Veillez à ce que toutes les phases du cycle soient égales dans le temps. Pendant des siècles, le yoga a exploré divers rapports sur la longueur des respirations, les expirations, les retards de respiration et leurs effets sur les humains. Tout d'abord, vous devez apprendre à maintenir un rythme régulier et régulier, où les phases du cycle complet sont liées à 1: 1: 1: 1. D’autres rapports caractéristiques de techniques de pranayama plus complexes, tels que Nadi Shodhana, Kapalabhati ou Bhastrika-pranayama (du mot "bhastrika" - fourrure de forgeron; lorsqu’ils sont effectués, l’air est aspiré et libéré avec force, comme lorsqu’on gonfle des fourrures) devrait être pratiqué sous la direction de un enseignant expérimenté.

Foi, espoir, amour

La maîtrise du pranayama ne peut jamais être forcée. Pour maîtriser les techniques décrites ci-dessus, cela peut prendre un an ou deux cours par jour. N'effectuez pas de pranayama de temps en temps: une pratique irrégulière affecte négativement le tissu pulmonaire et le système nerveux.

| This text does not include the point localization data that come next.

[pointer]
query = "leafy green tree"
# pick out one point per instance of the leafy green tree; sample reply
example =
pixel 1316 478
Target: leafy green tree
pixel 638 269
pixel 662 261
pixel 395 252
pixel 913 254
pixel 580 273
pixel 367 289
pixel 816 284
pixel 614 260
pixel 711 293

Rappelez-vous que le pranayama n'apporte pas de résultats rapides - il nécessite de la patience et de l'équilibre. Commençant à maîtriser les techniques de contrôle du souffle, vous empruntez le chemin tracé par les anciens yogis. Pendant des siècles, ils ont expérimenté, développant par essais et erreurs une combinaison de techniques de pranayama. Seules leurs performances correctes et précises donnent des résultats tangibles.

Mais vous devez d’abord être patient et croire en l’efficacité du pranayama. Au début, cela semble ennuyeux. Les processus qu'il lance sont assez subtils: vous ne ressentez pas de retours immédiats, tels que la vigueur et le bien-être, comme cela se produit après la pratique des asanas. Alors, ne vous sentez pas enthousiaste. Vous effectuez les mêmes actions sans sentir que vous avancez.

C'est là que vous avez besoin de foi. Jusqu'à ce que vous acquériez suffisamment de connaissances et d'expérience, vous devrez faire confiance à vos prédécesseurs. Vous devez simplement vouloir ressentir les effets du pranayama sur vous-même - c’est le seul moyen de savoir si le contenu des textes anciens correspond vraiment à ce qui vous arrive.

Bien que la maîtrise du pranayama demande du temps et de la diligence, les résultats en valent la peine. Après un certain temps, vous constaterez que 15 à 20 minutes de pratique peuvent apporter la paix et la tranquillité au corps et à l'esprit. Les changements ne seront pas brusques, de nouvelles qualités se manifesteront avec le temps et seront perceptibles non seulement dans la pratique, mais tout au long de votre vie.